Artist’s utilization of light wows students


Photo courtesy of Adela Andea

This is a closeup of art recently displayed on the UTPB campus by Adela Andea.

Bernadette Adkins , Features Writer

This art exhibit was not like many others. The room is dark and nothing hangs from the walls. The only source of light comes from the strange structures, constantly changing colors, hanging from the ceiling. To some people, these just seem like strange new light fixtures. To others though, they are a beautiful form of art.

Artist Adela Andea is an up-and-coming artist in the contemporary art world. Originating from Romania, Andea received her Master’s of Fine Arts degree from the University of North Texas in Denton, and now lives in Houston with her family. She frequently exhibits throughout the country, and recently brought an exhibit to the University of Texas of the Permian Basin housed in the Charles A. Sorber Visual Arts building in the Nancy Cardozier Gallery.

“My art offers opportunities to investigate the visual significance of the contemporary technologies,” Andea said. “It provides a commentary on the individual interaction, theoretical discussion of the post-traditional self and how certain technologies are embedded in our culture.”

When people think of art, they think of paint, photos, or sculptures. Andea however, chose something a bit more unique to make her art.

“My artistic medium is light,” Andea said. “However such a medium does not exist by itself.”

Andea took squares of recycled plastic and strung them around color changing lights to create an art form like many have never seen.

“My work relies on man-made materials to create artificial environments that suggest “beauty” assigned to the natural landscapes or environments,” Andea said. “My installations insist on the visual transformation of inorganic into organic matter, and the blending of the organic with geometric.”

The visual effects are stunning to say the least, but the artwork carries much more meaning than just looking ‘pretty’.

“The meaning of my work comes from revealing and exposing the role of certain technology in the formation of the person as a cultural framework of the post self, by analyzing this idea in contemporary coordinates, as time and place,” Andea said. “My art investigates not only the implications of consumerism on post constructed self, but the link between culture and individual through the various technologies.”

Associate Professor of Art, Christopher Stanley was excited to have Andea’s work at the University and thinks very highly of her skills.

“For me it’s the very definition of creativity,” Stanley said. “It’s not some elaborate material nobody understands, it’s plastic and fishing line and it’s beautiful.”

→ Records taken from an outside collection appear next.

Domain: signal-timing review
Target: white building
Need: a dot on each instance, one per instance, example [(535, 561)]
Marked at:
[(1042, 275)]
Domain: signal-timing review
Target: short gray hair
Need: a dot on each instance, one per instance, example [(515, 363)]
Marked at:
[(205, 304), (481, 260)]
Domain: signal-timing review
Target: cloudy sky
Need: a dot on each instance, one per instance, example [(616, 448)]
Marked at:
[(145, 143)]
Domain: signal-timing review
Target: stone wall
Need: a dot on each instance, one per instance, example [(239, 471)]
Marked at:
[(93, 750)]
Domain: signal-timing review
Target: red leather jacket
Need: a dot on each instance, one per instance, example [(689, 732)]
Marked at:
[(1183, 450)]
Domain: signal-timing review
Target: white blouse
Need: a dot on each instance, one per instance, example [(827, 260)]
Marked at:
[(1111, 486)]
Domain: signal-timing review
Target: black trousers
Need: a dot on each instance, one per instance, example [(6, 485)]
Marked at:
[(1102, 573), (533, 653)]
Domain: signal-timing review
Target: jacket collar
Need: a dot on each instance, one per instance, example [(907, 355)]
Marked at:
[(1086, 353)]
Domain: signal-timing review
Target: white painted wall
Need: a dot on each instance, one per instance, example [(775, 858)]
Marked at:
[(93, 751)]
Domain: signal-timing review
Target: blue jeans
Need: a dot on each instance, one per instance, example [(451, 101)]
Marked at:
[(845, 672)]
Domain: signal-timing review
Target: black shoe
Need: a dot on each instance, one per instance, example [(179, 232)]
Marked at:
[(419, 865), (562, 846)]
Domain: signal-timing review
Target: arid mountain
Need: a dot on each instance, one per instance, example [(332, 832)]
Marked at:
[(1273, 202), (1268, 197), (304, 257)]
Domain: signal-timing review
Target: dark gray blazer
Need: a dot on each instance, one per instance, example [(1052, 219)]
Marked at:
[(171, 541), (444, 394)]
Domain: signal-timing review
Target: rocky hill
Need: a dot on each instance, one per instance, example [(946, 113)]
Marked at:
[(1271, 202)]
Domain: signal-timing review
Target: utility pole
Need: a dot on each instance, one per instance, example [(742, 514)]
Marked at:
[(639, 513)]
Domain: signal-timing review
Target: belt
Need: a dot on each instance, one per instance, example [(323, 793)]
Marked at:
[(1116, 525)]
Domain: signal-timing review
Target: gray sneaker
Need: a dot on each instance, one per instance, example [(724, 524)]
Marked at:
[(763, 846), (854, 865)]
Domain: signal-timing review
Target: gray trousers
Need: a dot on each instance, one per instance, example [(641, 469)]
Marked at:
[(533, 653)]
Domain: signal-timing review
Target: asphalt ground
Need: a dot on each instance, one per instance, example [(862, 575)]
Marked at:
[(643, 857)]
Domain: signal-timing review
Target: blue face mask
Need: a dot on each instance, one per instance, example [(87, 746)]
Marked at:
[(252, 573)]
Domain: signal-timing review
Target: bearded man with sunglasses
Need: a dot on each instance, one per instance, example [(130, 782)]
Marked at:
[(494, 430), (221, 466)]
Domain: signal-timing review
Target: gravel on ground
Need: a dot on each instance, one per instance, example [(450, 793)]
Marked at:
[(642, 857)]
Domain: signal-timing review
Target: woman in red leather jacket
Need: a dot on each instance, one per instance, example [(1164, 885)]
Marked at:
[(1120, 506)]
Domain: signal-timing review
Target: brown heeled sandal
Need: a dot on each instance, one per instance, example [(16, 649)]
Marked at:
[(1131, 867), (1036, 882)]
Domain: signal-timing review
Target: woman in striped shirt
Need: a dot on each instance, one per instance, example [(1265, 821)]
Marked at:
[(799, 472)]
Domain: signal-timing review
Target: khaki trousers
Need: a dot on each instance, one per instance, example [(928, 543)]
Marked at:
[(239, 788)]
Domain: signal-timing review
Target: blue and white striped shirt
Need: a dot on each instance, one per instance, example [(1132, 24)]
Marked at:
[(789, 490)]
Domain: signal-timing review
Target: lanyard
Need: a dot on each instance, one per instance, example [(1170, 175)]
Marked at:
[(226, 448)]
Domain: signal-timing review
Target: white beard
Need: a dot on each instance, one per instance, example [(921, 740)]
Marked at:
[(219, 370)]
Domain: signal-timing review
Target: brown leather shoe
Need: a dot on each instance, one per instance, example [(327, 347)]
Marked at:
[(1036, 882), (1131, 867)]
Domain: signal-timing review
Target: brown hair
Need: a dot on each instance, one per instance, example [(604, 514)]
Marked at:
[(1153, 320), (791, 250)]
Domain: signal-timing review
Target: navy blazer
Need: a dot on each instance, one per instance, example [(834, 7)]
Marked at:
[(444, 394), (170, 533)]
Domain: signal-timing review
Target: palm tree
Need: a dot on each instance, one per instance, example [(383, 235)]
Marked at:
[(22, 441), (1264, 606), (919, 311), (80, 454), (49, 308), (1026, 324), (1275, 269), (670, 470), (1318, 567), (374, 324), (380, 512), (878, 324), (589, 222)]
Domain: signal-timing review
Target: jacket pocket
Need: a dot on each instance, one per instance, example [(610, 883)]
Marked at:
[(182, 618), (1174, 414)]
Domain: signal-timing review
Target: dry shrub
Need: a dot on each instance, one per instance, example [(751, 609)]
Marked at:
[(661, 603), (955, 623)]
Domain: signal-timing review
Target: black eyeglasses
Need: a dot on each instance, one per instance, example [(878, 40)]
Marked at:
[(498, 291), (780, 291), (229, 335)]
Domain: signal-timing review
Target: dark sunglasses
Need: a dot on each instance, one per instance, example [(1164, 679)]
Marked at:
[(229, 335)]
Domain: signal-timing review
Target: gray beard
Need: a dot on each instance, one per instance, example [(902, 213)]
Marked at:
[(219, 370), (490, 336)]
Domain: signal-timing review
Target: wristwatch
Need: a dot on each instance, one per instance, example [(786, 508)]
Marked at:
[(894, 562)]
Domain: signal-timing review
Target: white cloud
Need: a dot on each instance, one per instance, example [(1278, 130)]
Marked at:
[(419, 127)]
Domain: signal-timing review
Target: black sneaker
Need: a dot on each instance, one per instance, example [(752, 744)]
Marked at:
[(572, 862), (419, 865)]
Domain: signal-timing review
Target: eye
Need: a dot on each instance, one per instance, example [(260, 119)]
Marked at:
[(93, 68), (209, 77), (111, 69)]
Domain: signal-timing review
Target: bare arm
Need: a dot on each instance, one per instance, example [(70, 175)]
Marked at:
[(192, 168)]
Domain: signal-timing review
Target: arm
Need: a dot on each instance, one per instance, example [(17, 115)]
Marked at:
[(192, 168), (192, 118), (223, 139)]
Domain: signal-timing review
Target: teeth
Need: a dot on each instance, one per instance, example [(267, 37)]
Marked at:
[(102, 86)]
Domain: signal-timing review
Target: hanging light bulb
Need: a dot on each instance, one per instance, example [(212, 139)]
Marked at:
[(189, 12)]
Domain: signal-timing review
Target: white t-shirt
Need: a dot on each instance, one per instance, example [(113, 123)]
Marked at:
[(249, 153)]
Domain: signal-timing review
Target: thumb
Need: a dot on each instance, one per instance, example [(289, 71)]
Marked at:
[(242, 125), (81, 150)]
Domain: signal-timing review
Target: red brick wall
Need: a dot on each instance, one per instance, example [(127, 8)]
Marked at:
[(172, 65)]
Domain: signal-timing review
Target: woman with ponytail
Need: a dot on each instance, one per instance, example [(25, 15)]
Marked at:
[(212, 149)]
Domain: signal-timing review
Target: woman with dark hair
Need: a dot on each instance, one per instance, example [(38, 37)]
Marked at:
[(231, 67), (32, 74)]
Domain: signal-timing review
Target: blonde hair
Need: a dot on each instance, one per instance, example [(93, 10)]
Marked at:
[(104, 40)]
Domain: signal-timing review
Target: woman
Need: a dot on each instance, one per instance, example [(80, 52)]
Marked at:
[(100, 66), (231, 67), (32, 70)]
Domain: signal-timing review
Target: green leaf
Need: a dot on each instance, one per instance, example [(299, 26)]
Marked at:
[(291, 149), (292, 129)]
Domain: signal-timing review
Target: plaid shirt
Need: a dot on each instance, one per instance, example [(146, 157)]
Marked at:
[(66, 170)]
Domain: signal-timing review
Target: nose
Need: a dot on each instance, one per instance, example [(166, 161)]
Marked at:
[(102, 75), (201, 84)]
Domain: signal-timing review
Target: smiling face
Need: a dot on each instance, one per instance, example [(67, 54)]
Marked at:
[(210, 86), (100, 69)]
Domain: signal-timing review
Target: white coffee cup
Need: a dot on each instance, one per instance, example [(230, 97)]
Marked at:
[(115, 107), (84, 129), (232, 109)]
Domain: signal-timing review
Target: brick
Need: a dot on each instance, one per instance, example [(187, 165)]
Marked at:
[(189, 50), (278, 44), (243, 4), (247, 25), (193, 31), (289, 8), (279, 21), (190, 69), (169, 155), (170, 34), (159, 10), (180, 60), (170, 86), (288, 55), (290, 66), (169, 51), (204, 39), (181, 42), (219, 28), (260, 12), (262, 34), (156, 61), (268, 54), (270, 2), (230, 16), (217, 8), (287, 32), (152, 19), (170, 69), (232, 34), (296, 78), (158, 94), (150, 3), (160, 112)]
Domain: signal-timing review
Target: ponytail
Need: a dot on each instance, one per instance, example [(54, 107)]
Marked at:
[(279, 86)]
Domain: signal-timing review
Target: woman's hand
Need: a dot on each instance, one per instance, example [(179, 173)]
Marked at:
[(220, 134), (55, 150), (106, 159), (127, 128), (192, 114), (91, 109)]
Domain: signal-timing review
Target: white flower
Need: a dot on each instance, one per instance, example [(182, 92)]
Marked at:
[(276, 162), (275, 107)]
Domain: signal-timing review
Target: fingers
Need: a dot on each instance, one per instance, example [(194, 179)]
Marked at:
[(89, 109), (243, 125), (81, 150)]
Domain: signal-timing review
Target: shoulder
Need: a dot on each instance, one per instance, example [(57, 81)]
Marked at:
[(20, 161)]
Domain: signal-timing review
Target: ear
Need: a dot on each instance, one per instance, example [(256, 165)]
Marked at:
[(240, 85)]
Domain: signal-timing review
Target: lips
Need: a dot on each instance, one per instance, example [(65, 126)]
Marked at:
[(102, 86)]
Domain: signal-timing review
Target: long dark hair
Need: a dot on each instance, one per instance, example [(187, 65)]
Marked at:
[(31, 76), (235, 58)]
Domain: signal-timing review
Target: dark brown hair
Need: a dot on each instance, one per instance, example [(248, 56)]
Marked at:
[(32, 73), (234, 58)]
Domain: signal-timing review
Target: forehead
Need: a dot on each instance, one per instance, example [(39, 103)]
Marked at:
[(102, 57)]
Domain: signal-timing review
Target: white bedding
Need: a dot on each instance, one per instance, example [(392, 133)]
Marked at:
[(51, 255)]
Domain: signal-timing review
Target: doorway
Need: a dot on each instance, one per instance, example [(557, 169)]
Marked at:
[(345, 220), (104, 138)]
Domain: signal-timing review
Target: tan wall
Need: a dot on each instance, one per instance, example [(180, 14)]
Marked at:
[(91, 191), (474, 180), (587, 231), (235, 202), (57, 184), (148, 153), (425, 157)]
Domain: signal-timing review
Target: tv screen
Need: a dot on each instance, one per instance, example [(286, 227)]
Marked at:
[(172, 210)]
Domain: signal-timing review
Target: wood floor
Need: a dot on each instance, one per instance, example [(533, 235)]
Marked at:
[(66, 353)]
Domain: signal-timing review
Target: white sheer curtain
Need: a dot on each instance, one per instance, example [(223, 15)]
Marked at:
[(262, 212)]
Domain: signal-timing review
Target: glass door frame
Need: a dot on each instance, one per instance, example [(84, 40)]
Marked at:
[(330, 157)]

Stanley thinks it was great for students to see Andea’s work.

“They need to learn that art doesn’t just come from a tube or a bag,” Stanley said.

As for the students, many have enjoyed Andea’s work.

“There’s something special about seeing something, that when infused with something like creativity that becomes more than the sum of its parts,” Honor student, Sam Dowlen said.

As for Andea, she’s happy to work in a new medium that will hopefully change the way people view the world.

“By revealing the scale of personal expressiveness through new technologies, the aesthetic discourse is questioned by the presence of consumer electronics as an art subject and material,” Andea said. “The self-referential materials allow the viewer to become consumers once again.  As for myself, as an artist, it is a way to escape engrained aesthetics and recharge the art-making process.”